4.2. Alleviation of Early Brain Injury by Therapeutic Hypothermia Was Correlated with Decreased Expression of Pro-Inflammatory CIRP in the Cerebral Cortex of SAH Rats

Our study showed that the basal levels of CIRP are normally expressed in neurons, and that both hypothermia and SAH lead to increased neuronal CIRP expression. Mild hypothermia, osmotic stress, and hypoxia are known inducers of CIRP expression in cells [7,31]. CIRP is localized to the nucleus of human and rat cells under normal physiological conditions. However, it translocates to the cytoplasm and can be secreted when cells are subjected to environmental stress conditions [32]. Extracellular CIRP was reported to be a danger-associated molecular pattern (DAMP) with pro-inflammatory activity [33]. The concentration of CIRP in the blood increased in patients with hemorrhagic shock and was associated with a poor prognosis for sepsis [34,35]. Recombinant CIRP has been shown to stimulate the secretion of tumor necrosis factor-α (TNF-α) and high-mobility group protein B1 from macrophages [14]. In addition, alcohol exposure induces the secretion of CIRP and possibly TNF-α and IL-1β, thereby causing neuroinflammation in the mouse brain [36]. Furthermore, the injection of anti-CIRP antibodies through the internal jugular vein markedly reduced inflammation and tissue damage in a hepatic ischemia-reperfusion model, thereby improving the viability of mice [37]. CIRP-/- mice exhibited an accelerated rate of wound healing [38]. Taken together, these reports are consistent with CIRP being a pro-inflammatory factor, which can induce an inflammatory response, leading to tissue damage. Suppression of CIRP expression and neuroinflammation may thus underlie the beneficial effects of hypothermia in the SAH model.

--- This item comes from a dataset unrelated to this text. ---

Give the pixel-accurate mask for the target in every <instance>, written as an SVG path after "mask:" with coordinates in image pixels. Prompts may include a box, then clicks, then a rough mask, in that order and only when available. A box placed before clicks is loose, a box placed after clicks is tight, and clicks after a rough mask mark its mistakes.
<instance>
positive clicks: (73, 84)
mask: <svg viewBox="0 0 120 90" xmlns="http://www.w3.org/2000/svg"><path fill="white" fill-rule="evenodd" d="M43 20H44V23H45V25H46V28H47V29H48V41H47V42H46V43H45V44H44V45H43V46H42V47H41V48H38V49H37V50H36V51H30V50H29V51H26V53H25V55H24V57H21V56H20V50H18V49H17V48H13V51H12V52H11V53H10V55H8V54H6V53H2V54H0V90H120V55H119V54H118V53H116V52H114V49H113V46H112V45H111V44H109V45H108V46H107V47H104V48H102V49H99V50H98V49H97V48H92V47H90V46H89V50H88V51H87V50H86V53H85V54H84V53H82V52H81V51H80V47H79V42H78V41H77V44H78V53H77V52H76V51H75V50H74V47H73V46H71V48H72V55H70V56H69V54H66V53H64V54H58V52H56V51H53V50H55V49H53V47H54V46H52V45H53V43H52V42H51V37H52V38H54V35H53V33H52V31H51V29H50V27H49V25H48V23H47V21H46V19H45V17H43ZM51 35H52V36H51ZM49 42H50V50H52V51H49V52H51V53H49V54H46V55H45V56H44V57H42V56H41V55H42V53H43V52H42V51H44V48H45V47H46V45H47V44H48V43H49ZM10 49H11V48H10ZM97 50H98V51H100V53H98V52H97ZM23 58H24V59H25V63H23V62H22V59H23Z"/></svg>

4.3. Limitation of Animal Studies Regarding Long-Term Effects of SAH

In recent years, SAH research based on animal models has proposed the concept of early brain injury (EBI), that is, brain tissue injury is the most severe 1–3 d after modeling and has the greatest impact on the future prognosis, while 3–7 d after modeling, the brain tissue enters the recovery stage and has basically returned to normal at 7 d. One possible explanation is that in animal model studies of SAH, red blood cells and other metabolites were partially eliminated 3 days after modeling, while 3–7 d after modeling, the brain tissue enters the recovery stage and basically returned to normal at 7 d [22,39,40]. However, in the clinic, the brain injury of patients with SAH is still serious 7 d after hemorrhage. They may still show cerebral edema, headache, neck stiffness, and other symptoms, which in most patients will not be significantly improved until two to three weeks later [41,42]. Therefore, a limitation of the present study is that it cannot fully represent the clinical results of human SAH. In addition, another drawback of the present study is the limited sample size and the absence of a power analysis.

5. Conclusions

The study confirmed that SAH significantly increased the expression of CIRP mRNA and protein in rats. In addition, the immunofluorescence staining experiments showed that all neurons expressed CIRP, leading to the widespread expression of CIRP in brain tissue. After hypothermia treatment, the expression levels of CIRP mRNA and protein in SAH rats were reduced in the early stage after SAH, also correlating with decreased cell apoptosis and improved motor functions in the early stage. Hypothermia reduced the expression of CIRP in the temporal cortex neurons, alleviated mitochondrial damage, and mitigated early brain injury following SAH.